In my experience with difference constraints, most of the extra edges added by saturation are caused by the zero node (remember that we treat zero as a variable). As an example, consider these constraints: 0 <= x <= 10, 5 <= y <= 20, 10 <= z <= 30. If we draw the graph for this system, there will be edges between x and the zero node, between y and the zero node, and between z and the zero node. But once we saturate, there will be edges between all pairs of variables saying things like y – z <= 10 and z – y <= 25.
It turns out that for some operations like assignment and checking satisfiability, there’s no need to saturate across the zero node. That is, we allow saturation to take the linear combination of x – y <= c1 and y – z <= c2 as long as y is not the zero node. It’s pretty easy to modify the Floyd-Warshall algorithm to do this. And when you do, the edges that were added in the example in the last paragraph will no longer be added, so everything will be faster and we won’t have lost any precision.
Things are a bit more complicated for join. We can still do the same trick of restricting saturation, but now we will actually lose the ability to infer some invariants. Consider the case where we know x = 1 and y = 2 on one branch and x = 5 and y = 6 on the other. We would like to infer y – x = 1. With normal saturation we will, but not with restricted saturation.

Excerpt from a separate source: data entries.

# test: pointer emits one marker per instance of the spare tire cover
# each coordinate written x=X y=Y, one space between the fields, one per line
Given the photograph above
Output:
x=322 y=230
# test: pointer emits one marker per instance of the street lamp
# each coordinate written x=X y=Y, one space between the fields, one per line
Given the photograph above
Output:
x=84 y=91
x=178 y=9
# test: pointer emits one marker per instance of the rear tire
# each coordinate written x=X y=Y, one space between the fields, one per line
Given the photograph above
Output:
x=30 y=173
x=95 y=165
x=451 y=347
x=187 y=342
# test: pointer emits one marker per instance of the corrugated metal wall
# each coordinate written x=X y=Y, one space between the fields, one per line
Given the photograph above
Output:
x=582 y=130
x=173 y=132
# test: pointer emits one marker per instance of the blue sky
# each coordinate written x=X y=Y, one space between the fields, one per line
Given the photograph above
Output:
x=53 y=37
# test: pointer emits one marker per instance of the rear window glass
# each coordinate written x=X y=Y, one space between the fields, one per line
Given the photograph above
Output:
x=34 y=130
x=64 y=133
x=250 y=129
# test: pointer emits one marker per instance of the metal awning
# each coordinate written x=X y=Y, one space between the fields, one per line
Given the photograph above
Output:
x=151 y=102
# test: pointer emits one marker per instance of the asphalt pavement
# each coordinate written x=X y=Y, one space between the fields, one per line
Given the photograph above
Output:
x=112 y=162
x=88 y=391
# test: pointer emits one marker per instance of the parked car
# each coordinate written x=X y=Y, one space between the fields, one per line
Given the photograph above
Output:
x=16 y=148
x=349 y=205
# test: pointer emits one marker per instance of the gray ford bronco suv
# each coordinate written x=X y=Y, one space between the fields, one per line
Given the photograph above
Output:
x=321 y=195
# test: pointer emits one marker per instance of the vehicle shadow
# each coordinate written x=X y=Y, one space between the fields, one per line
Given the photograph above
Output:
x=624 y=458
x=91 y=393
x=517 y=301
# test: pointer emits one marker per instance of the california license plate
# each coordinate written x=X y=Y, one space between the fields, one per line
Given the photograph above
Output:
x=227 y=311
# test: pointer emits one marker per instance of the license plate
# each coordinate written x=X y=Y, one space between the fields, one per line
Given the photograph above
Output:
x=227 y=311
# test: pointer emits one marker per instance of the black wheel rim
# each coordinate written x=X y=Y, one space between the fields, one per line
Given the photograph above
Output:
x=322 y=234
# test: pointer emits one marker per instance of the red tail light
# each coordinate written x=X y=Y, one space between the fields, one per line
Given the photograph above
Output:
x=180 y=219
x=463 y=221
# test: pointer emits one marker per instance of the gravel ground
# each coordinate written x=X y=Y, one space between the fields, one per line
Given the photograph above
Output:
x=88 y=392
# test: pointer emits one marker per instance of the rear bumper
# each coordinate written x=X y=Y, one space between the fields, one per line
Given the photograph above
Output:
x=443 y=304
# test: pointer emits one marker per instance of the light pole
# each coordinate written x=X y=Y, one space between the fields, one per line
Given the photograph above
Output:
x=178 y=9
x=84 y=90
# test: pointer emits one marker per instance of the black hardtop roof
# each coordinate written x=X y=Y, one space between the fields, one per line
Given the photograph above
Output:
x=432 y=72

Here’s the solution. We use restricted saturation to get a joined result C from the inputs C1 and C2. Then we iterate over all pairs of variables x and y. We find the shortest path from x to y in C1 by looking for an edge directly from x to y as well as edges from x to the zero node and zero to y. Call this distance c1. Do the same in C2 to get distance c2. Now do the same in C to get c. If max(c1, c2) < c, then we simply add an edge in C directly from x to y with distance max(c1, c2). Otherwise we do nothing.
This technique achieves the same precision as using full saturation, but it adds many fewer edges in practice. My hope is that will be much faster as well, although I haven’t tested it much yet.

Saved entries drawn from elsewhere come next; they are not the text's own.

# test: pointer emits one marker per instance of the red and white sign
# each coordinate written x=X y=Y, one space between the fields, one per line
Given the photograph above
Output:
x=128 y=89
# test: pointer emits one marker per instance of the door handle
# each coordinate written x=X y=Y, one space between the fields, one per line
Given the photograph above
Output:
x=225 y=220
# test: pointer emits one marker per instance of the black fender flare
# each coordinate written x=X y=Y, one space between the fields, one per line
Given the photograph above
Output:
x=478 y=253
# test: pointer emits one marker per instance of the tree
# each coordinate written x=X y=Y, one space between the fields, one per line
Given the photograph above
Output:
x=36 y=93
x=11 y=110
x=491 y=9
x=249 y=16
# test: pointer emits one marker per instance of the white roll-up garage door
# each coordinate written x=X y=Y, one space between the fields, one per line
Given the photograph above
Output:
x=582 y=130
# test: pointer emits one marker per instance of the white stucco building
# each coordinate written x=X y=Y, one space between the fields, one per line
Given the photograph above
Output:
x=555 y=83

Here’s one way to think of this technique. Saturation produces the transitive closure of our constraint graph. However, after we perform operations like join, we’d like to take the transitive reduction so that they have a minimal representation. Unfortunately, the transitive reduction is expensive to compute and isn’t even unique for our graphs. But since we know that zero is the crucial node in most of our graphs, we can compute a sort of transitive reduction, except that the result is only reduced at the zero node.